Here is a non-exhaustive list of Korean talent that have worked both in Korea and in the States!
“Minari” was on fire this whole awards season in the U.S. and for good reason. It’s a moving American film about a family of South Korean immigrants who move to a rural area and try to earn income by growing and selling produce.
Youn Yuh Jung, in particular, has been stealing hearts in the States, first with her scene-stealing portrayal of the not-your-average-grandma grandma, then as her sassy self while she was going around accepting awards (first Korean actress to win a SAG, a BAFTA, and an Oscar!) and swooning over Brad Pitt. It’s impossible to not love this national treasure, so if you’re craving for more of her natural greatness, check out “Youn’s Kitchen,” which has two seasons, or this year’s “Youn’s Stay.” If you’re interested in her works, then be sure to check out “Never Twice.” This is a 2019-2020 drama about an inn that houses people looking for a safe haven and follows them as they build their various relationships.
Watch the first episode of “Never Twice”:
Watch the second season of “Youn’s Kitchen”:
Also in “Minari” is Han Yeri, who plays Monica Yi, a woman who needed to find the balance between supporting her husband’s dreams and putting her children’s wellbeing first. You can also see Han Yeri in “My Unfamiliar Family,” another similarly family-themed drama from 2020 that takes a poignant look at the deconstruction and rebuilding of a family unit.

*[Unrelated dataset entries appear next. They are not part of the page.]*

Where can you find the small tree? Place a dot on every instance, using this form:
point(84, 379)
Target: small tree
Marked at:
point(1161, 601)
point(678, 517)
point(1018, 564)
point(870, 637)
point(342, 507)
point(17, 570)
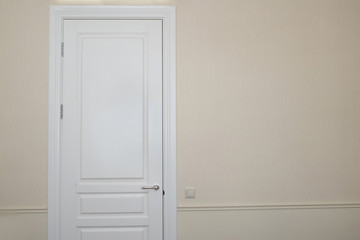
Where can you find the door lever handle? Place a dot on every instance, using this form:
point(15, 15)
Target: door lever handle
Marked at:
point(155, 187)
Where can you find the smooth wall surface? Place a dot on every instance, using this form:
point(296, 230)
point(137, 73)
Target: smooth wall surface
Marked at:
point(268, 114)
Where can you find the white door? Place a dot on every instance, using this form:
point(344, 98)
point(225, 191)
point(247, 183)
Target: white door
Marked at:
point(111, 146)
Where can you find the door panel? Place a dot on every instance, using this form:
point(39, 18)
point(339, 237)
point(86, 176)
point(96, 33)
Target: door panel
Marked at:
point(112, 130)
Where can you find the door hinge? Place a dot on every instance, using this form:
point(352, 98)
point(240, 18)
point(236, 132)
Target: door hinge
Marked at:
point(61, 111)
point(62, 49)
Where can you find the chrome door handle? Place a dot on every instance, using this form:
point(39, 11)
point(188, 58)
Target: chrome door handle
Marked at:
point(155, 187)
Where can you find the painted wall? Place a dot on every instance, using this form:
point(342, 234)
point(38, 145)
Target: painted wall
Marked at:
point(268, 117)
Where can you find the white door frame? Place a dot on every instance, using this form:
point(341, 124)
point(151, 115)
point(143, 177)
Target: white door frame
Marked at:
point(165, 13)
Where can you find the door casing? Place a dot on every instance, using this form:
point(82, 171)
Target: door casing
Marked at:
point(165, 13)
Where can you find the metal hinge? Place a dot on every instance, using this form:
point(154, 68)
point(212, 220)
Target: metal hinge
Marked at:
point(61, 111)
point(62, 49)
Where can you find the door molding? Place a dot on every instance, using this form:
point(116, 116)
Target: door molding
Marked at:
point(165, 13)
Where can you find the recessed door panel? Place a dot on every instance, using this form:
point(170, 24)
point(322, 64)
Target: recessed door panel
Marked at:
point(113, 105)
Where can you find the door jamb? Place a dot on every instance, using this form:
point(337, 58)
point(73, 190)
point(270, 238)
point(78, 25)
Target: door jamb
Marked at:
point(165, 13)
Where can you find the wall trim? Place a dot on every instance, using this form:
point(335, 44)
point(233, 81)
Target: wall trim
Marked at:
point(22, 210)
point(196, 208)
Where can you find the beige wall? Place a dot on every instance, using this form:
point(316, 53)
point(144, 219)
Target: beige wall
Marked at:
point(268, 113)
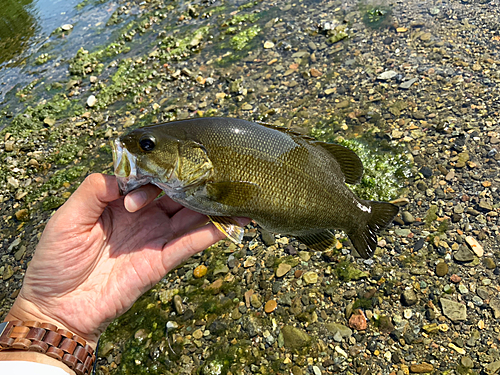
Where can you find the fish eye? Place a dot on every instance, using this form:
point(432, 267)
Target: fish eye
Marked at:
point(147, 143)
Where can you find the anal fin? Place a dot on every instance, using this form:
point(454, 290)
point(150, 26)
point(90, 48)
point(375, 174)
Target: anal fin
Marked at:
point(229, 227)
point(320, 241)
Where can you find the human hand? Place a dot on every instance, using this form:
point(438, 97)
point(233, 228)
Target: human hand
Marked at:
point(100, 252)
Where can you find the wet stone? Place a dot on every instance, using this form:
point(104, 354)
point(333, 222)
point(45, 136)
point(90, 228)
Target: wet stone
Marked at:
point(463, 255)
point(441, 269)
point(454, 311)
point(409, 297)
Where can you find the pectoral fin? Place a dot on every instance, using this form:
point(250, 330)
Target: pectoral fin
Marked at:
point(319, 241)
point(229, 227)
point(232, 193)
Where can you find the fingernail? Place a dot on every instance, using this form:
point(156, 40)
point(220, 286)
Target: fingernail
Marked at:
point(135, 201)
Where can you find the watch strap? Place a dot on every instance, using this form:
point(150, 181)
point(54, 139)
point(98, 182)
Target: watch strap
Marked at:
point(46, 338)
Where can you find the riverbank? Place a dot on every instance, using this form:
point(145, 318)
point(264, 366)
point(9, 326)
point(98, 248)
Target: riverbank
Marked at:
point(412, 87)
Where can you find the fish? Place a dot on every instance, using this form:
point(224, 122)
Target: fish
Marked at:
point(286, 182)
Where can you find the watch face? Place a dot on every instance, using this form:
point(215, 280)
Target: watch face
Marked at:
point(2, 327)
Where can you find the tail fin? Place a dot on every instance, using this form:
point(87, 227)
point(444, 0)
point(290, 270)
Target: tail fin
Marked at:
point(365, 239)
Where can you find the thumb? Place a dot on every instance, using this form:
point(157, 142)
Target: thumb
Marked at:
point(87, 203)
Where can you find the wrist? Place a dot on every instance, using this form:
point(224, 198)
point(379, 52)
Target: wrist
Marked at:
point(26, 311)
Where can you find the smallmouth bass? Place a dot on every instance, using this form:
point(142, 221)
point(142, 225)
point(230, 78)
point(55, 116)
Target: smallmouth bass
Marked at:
point(288, 183)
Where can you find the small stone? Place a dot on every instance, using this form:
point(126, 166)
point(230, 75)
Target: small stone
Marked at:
point(463, 255)
point(283, 269)
point(8, 272)
point(387, 75)
point(407, 217)
point(22, 215)
point(270, 306)
point(179, 308)
point(200, 271)
point(310, 277)
point(9, 146)
point(454, 311)
point(255, 301)
point(358, 321)
point(268, 44)
point(409, 297)
point(315, 72)
point(475, 246)
point(249, 262)
point(421, 368)
point(441, 269)
point(489, 263)
point(91, 101)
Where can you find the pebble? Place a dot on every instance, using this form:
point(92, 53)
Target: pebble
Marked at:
point(421, 368)
point(200, 271)
point(310, 277)
point(441, 269)
point(475, 246)
point(270, 306)
point(454, 311)
point(283, 269)
point(91, 101)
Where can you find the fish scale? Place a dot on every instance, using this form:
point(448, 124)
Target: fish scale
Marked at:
point(287, 183)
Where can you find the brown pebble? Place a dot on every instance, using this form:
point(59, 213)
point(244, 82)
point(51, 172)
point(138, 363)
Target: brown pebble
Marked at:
point(270, 306)
point(358, 321)
point(200, 271)
point(455, 279)
point(441, 269)
point(422, 367)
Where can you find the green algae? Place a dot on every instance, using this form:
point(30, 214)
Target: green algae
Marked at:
point(385, 168)
point(242, 40)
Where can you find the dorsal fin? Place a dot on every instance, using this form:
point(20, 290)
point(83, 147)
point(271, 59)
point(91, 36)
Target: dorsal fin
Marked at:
point(285, 130)
point(349, 162)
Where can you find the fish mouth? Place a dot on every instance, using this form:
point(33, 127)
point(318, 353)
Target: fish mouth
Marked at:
point(125, 166)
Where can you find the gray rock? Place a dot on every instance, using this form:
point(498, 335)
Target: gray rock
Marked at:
point(294, 338)
point(409, 297)
point(453, 310)
point(339, 331)
point(495, 306)
point(463, 254)
point(407, 217)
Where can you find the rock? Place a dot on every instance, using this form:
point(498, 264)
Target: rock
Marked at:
point(358, 321)
point(283, 269)
point(407, 84)
point(270, 306)
point(387, 75)
point(421, 368)
point(200, 271)
point(407, 217)
point(294, 338)
point(13, 182)
point(495, 306)
point(339, 331)
point(463, 255)
point(91, 101)
point(310, 277)
point(475, 246)
point(20, 253)
point(179, 308)
point(441, 269)
point(454, 311)
point(409, 297)
point(8, 272)
point(9, 146)
point(22, 215)
point(267, 237)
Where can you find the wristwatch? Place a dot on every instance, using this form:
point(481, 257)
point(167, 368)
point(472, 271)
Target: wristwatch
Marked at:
point(46, 338)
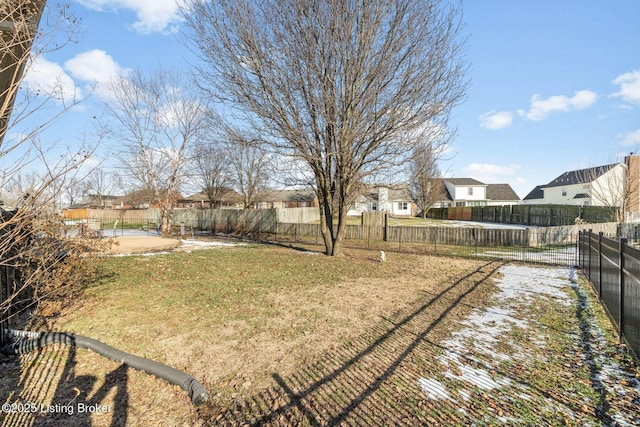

Watch the first episode of “My Unfamiliar Family” here:
And guess what? Steven Yeun, of “The Walking Dead” fame and patriarch of the Yi family in “Minari,” has been in a Korean film too! He starred alongside Yoo Ah In and Jeon Jong Seo in “Burning,” a 2018 psychological thriller that was the first South Korean film to ever make it to the final nine-film shortlist at the Academy Awards.
Watch “Burning” here:
Before “Minari” flooded American social media, another little film titled “Parasite” managed a similar feat the year prior. Other than sweeping all kinds of awards everywhere, they also made history by being the first non-English film to win the Oscar for Best Picture and the first Korean film to win a Golden Globe, as well as a SAG award for Outstanding Performance by a Cast in a Motion Picture.
Song Kang Ho, patriarch of the Kim family in the dark comedy “Parasite,” is actually a frequent collaborator of its director Bong Joon Ho. They’ve also worked together in the critically acclaimed “Snowpiercer,” a 2013 movie that was also Bong Joon Ho’s English-language film debut, which included big-name Hollywood actors such as Chris Evans, Tilda Swinton, and Octavia Spencer.
In fact, Song Kang Ho has been in tons of hugely successful Korean movies, including “The Good, the Bad, the Weird” and “A Taxi Driver.” The latter stands as the twelfth highest-grossing film in South Korea to date and is partially based on true events about how a taxi driver unintentionally becomes involved in a historical uprising.
Watch “A Taxi Driver”:
And if you’re keen on checking out the other just-as-talented cast from “Parasite,” then make sure you check out this article for some of their other works.
Lee Byun Hun has also infiltrated Hollywood and starred in a number of films including “G.I. Joe” and “The Magnificent Seven.” He’s also the first Korean actor to present at the Academy Awards, as well as one of the first to leave their handprints and footprints in the forecourt of the Grauman’s Chinese Theatre in Hollywood.
Being active in both film and TV on this side of the world, Lee Byun Hun’s Korean filmography certainly needs no introduction. But if for some reason you do, then look no further than 2018’s “Mr. Sunshine,” a compelling story that centers around a group of activists who are fighting for Korea’s independence. Or you could also travel further back in time and indulge in “IRIS,” a cult-favorite that many K-drama fans still laud 11 years later.
Watch the first episode of “IRIS”:
Like Lee Byun Hun, Bae Doona has been in a number of Hollywood productions. She’s worked closely with the Wachowskis in their films “Cloud Atlas” and “Jupiter Ascending,” as well as their TV series “Sense8.”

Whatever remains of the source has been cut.